I’ve lost count of the number of newspaper headlines I’ve read about the losses our 2.5 million working population have suffered from their Mandatory Provident Fund (MPF).
I have suffered paper losses since December 2000 when the MPF system was launched – and since then my pension plan has taken a hit every two or three years.
This year is an exception, however. It was not just a single blow but a double hit from China’s decision to devalue the renminbi last summer, which resulted in a 30 percent drop in the Hang Seng Index, and, of course, Brexit.
As of June 24, my MPF return was negative 4.53 percent, led by a more than 9 percent negative return from a European equity fund, according to Morningstar.
Mind you, that was before Britain’s decision to leave the European Union made its impact on global markets.
For now, global markets seem to have stabilized and the Hang Seng Index rebounded to 21,000 points.
Still, in these times of uncertainty, we can’t help but wonder: how can we survive after retirement?
That’s the reason why we have a pension plan: it is supposed to provide a reliable income stream after we retire and until we say adieu to the world.
But in order to have a decent pension, one needs to save a lot, especially now that our life expectancy is getting longer and many people may actually live past 100.
Perhaps we can learn something from the Dutch.
In the book What They Do With Your Money: How the Financial System Fails Us and How to Fix It, the Netherlands is described as having a superior pension system that has consistently outperformed those in the United States and the United Kingdom.
It’s not rocket science. The Dutch put their money into a single fund. Their actuary works out how much pension one can afford based on their own level of contribution.
The entire pool of money is given to pension institutions that are large and non-profit with low-cost operations to ensure everyone in the system receives a pension from the time they retire until they die.
David Pitt-Watson, executive fellow of finance at the London Business School, estimated that the Dutch system is able to offer 50 percent higher pensions than the British and Hong Kong systems, where individuals might buy annuities.
Because the Dutch system had proved to be effective for at least 70 years despite the ups and downs, Pitt-Watson said Hong Kong and China can adopt it if we can make sure it is handled by a sound fund management team with excellent experience, technical competence and motivation.
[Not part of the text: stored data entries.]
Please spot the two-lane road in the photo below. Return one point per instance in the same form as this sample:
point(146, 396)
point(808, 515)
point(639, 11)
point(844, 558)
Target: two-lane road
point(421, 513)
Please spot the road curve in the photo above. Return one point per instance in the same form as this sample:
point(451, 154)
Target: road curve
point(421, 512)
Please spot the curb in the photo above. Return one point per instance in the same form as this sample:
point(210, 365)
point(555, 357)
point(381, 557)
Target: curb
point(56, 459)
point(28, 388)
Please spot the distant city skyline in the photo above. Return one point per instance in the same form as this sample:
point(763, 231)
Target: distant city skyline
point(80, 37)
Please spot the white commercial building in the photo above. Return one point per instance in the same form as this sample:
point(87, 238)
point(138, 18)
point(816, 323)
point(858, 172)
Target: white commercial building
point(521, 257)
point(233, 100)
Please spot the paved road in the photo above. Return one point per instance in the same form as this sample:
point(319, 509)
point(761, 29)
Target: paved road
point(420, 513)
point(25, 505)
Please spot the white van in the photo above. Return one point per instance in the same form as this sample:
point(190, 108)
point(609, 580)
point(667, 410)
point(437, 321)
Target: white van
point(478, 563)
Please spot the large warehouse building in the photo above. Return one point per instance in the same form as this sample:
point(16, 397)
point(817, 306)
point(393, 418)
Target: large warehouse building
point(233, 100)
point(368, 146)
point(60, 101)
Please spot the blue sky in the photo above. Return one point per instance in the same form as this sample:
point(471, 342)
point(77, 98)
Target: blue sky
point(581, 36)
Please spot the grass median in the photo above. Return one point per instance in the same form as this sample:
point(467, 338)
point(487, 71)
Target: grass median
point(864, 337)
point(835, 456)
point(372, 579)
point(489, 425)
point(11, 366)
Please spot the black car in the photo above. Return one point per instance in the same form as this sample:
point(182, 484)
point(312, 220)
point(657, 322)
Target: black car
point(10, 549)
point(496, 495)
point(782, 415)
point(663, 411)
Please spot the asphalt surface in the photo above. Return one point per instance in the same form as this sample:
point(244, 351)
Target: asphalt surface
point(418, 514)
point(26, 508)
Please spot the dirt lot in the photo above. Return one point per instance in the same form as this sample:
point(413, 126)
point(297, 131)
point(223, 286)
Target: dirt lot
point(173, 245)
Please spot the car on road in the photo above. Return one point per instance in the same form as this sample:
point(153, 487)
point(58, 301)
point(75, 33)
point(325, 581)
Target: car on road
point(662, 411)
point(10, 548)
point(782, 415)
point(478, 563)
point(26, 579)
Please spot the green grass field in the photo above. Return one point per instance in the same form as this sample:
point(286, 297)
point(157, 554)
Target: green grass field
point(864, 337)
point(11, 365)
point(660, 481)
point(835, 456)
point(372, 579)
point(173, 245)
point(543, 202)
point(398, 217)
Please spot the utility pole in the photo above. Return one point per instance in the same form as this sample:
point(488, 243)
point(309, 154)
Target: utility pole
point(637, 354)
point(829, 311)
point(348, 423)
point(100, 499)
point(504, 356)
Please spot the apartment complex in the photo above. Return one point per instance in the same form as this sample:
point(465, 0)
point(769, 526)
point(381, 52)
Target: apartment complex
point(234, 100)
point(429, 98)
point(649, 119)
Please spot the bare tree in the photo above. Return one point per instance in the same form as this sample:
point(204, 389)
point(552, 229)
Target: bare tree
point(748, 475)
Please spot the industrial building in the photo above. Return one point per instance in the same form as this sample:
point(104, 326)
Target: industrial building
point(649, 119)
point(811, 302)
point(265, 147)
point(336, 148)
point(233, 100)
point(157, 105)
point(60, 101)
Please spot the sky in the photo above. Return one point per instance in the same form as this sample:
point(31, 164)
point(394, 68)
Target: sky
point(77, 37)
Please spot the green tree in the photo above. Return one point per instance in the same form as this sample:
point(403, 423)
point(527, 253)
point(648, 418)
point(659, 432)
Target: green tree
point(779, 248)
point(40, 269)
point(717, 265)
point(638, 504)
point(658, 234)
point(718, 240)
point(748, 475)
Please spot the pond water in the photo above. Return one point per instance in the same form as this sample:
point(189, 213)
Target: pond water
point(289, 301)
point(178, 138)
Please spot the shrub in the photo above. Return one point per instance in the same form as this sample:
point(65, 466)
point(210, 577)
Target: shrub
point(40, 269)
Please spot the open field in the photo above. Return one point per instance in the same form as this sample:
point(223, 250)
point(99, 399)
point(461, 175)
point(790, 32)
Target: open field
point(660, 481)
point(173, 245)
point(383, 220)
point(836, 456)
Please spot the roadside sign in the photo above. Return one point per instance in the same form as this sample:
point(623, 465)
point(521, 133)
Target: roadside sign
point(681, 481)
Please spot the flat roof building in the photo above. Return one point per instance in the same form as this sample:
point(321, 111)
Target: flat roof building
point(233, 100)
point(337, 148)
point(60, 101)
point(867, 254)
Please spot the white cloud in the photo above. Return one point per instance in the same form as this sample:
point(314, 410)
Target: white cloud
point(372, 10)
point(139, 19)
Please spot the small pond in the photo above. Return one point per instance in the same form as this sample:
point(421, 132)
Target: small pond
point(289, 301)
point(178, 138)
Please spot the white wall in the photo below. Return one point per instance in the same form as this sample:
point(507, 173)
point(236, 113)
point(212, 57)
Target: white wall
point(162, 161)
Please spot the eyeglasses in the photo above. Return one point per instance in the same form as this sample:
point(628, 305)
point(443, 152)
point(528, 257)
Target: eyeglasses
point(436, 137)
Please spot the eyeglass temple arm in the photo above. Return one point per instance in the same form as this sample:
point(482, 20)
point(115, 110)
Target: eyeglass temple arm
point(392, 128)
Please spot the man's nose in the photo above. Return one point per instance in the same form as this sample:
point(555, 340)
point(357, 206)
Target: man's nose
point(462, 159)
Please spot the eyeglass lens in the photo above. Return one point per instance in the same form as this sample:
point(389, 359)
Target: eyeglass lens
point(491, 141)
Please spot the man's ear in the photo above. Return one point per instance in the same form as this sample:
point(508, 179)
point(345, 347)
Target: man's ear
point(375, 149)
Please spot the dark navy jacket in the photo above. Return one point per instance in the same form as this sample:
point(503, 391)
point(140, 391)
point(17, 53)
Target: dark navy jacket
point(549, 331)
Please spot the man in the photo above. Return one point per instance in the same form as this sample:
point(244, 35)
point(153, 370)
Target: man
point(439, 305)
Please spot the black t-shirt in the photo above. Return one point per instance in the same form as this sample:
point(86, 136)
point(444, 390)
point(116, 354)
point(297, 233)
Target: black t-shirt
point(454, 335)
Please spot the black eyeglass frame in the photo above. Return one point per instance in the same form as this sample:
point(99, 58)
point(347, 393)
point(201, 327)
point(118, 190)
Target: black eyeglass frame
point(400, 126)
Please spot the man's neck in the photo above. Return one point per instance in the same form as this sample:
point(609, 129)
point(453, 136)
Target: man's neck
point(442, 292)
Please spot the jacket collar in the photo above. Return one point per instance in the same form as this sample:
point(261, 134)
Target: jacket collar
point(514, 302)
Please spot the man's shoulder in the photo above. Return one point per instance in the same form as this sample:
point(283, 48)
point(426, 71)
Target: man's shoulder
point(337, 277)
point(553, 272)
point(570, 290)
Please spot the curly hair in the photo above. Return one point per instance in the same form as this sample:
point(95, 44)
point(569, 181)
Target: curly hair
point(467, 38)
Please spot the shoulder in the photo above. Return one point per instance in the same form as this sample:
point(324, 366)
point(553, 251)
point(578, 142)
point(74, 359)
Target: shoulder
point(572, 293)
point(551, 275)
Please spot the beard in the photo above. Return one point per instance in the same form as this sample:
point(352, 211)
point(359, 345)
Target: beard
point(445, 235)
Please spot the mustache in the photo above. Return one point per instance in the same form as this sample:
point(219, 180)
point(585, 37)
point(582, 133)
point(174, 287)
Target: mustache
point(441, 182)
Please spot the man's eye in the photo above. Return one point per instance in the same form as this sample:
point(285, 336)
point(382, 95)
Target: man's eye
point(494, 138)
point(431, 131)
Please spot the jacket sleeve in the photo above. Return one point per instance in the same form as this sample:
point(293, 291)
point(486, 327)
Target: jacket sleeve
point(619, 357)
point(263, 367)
“Dutch-style pensions need to be managed by trustees if they are to be safe. You need to be very sure of that, and whatever happens pension accounts can’t be ‘raided’, which I understand is what happened in China,” he said.
“Ideally, if they are created at scale with the support of the government, they will allow much better pension arrangements.”
A deeper look into our pension mechanism can help protect us better from the uncertain investment environment and a longer lifespan that stands to expose us to more liabilities.
Or at least we can have a better option other than the traditional annuity system most common among Chinese – that is, getting rental income from property investment.